Buvette, Coluche et "arrogance intellectuelle" : clash à l'Assemblée sur la hausse de la CSG

Publié à 21h04, le 25 octobre 2017 , Modifié à 12h24, le 26 décembre 2017

Buvette, Coluche et "arrogance intellectuelle" : clash à l'Assemblée sur la hausse de la CSG
Olivier Véran, Gérald Darmanin et Charles de Courson. © Montage le Lab
Image Loïc Le Clerc


Ce mercredi 25 octobre, dans les travées de l'Assemblée nationale, les députés débattent du projet de loi de financement de la Sécurité Sociale pour 2018, le fameux PLFSSQuand vient le moment pour chacun de défendre ses amendements sur l'article 7, le ton monte. Il s'agit de l'article avec lequel la majorité compte augmenter de 1,7 % du taux de la contribution sociale généralisée (CSG).

Les débats avancent. Les désaccords sont nombreux. Côté LREM, on vend cette mesure comme une "mesure de compétitivité", là où l'opposition de droite voit une attaque aux porte-monnaies, notamment des retraités, et propose une "TVA sociale". Soudain, Olivier Véran, député LREM et rapporteur général de la Commission des Affaires Sociales (et du PLFSS) s'agace et lance :

Si on devait prélever de la CSG à chaque fois qu'une inexactitude a été prononcé dans cet hémicycle au cours de ces dernières heures, on pourrait tous se payer un bon repas à la buvette ce soir. [...] Comme disait Coluche : 'Le plus dur pour les hommes politiques, c'est d'avoir la mémoire qu'il faut pour se souvenir de ce qu'il ne faut pas dire'. Mes chers collègues sur les bancs LR, vous avez été très inventif en matière de réduction du pouvoir d'achat pour les retraités.

Il n'en fallait pas plus pour Charles de Courson, député Les Constructifs, qui prend visiblement très à cœur les mots d'Olivier Véran. Il lui répond alors :

Je voudrais dire un petit mot à monsieur le rapporteur général. Vous êtes tout jeune. Il y a parfois la fougue de la jeunesse. Mais, vous savez monsieur le rapporteur général, soyez très prudent dans l'arrogance intellectuelle à l'égard de ceux qui ont des objections de fond. Et je vous défie, pour ce qui me concerne, de trouver une seule faute de raisonnement dans les arguments contre l'article 7.

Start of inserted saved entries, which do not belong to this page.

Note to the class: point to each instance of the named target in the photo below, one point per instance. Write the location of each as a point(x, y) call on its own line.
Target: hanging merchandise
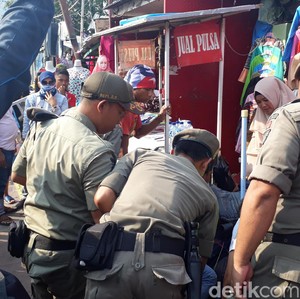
point(266, 61)
point(287, 54)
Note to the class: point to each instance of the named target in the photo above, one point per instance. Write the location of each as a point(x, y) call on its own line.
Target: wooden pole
point(65, 11)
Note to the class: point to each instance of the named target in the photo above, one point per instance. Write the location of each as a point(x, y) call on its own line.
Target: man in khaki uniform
point(151, 194)
point(269, 230)
point(62, 163)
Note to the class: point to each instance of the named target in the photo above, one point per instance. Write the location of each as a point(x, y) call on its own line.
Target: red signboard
point(198, 43)
point(136, 52)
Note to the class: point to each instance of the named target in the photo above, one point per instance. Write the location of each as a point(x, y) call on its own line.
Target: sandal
point(9, 200)
point(5, 220)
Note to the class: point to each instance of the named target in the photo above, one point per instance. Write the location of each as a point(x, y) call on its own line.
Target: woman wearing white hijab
point(270, 93)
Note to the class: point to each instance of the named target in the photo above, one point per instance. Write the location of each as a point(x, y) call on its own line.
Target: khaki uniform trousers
point(161, 276)
point(276, 271)
point(52, 274)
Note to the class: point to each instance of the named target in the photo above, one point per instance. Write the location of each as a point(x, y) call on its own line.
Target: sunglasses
point(44, 82)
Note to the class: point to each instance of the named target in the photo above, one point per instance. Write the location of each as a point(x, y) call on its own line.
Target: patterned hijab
point(277, 92)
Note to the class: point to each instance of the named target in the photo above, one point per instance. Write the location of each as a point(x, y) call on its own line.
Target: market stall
point(162, 24)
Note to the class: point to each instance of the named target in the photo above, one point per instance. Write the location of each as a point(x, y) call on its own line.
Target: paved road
point(7, 262)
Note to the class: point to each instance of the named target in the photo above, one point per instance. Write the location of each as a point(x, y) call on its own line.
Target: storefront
point(194, 76)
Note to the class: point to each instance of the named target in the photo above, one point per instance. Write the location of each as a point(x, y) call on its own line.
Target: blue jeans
point(4, 175)
point(22, 31)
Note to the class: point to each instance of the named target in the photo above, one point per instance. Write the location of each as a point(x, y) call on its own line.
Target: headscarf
point(141, 76)
point(98, 68)
point(279, 94)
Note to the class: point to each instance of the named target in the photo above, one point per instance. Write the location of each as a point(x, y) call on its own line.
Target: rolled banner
point(244, 129)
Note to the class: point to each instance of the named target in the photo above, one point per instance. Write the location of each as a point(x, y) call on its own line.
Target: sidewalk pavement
point(7, 262)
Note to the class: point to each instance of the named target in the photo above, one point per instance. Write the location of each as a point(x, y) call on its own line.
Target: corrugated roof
point(157, 22)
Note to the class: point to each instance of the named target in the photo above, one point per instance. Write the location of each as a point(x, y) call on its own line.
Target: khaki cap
point(201, 136)
point(110, 87)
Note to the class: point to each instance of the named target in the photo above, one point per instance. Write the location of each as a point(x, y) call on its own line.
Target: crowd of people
point(76, 169)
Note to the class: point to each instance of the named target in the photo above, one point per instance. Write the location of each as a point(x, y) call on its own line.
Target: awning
point(164, 23)
point(157, 22)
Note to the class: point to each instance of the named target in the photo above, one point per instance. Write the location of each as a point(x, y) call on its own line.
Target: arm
point(258, 211)
point(18, 179)
point(124, 145)
point(104, 199)
point(147, 128)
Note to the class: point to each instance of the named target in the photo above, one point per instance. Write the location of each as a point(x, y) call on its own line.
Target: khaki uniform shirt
point(64, 161)
point(158, 190)
point(281, 166)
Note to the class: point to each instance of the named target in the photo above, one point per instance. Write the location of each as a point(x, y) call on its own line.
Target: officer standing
point(62, 162)
point(269, 230)
point(151, 194)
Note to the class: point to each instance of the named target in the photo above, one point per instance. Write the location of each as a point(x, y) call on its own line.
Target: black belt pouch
point(96, 246)
point(18, 238)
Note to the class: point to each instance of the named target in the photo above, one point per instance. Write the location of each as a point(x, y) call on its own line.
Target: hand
point(51, 99)
point(2, 160)
point(62, 90)
point(164, 110)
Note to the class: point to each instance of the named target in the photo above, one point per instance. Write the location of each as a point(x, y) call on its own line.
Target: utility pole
point(65, 11)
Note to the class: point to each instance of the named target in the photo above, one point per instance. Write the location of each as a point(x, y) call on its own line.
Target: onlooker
point(270, 93)
point(152, 194)
point(62, 85)
point(142, 79)
point(62, 162)
point(47, 98)
point(8, 134)
point(25, 20)
point(78, 75)
point(102, 65)
point(269, 230)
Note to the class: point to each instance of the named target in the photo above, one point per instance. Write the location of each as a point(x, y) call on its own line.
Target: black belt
point(42, 242)
point(288, 239)
point(153, 243)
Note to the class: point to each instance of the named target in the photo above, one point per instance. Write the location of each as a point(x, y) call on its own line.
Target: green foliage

Gérald Darmanin, ministre de l'Action et des Comptes publics s'en mêle et tacle le député Les Constructifs : "Monsieur de Courson, je vous remercie de souligner l'inexpérience du rapporteur général et par là même souligner mon expérience en même temps". Quelques minutes plus tard, Charles de Courson obtient de nouveau la parole, cette fois-ci pour un rappel au règlement "pour fait personnel" :

Monsieur le rapporteur. Je vous rappelle ce que je vous aie dit tout à l'heure. Soyez moins arrogant, ça se passera mieux. J'ai une très vague expérience d'un certain nombre de choses. La TVA sociale je la défends depuis quinze ans. [...] La différence entre la CSG et la TVA sociale, c'est que nous, nous voulons augmenter la compétitivité des entreprises, ce qui est la position d'ailleurs du gouvernement, alors que votre mesure n'a aucune incidence sur la compétitivité des entreprises. [...] Monsieur le rapporteur général. Vous m'écoutez deux minutes ? Je pourrais avoir la cruauté de rappeler quelle était la position de monsieur Darmanin, que j'aime bien par ailleurs, quand il était dans l'opposition. Il préconisait la baisse de la CSG. [Non, fait Gérald Darmanin, NDLR] On peut toujours se convertir, mais moi j'ai toujours été constant.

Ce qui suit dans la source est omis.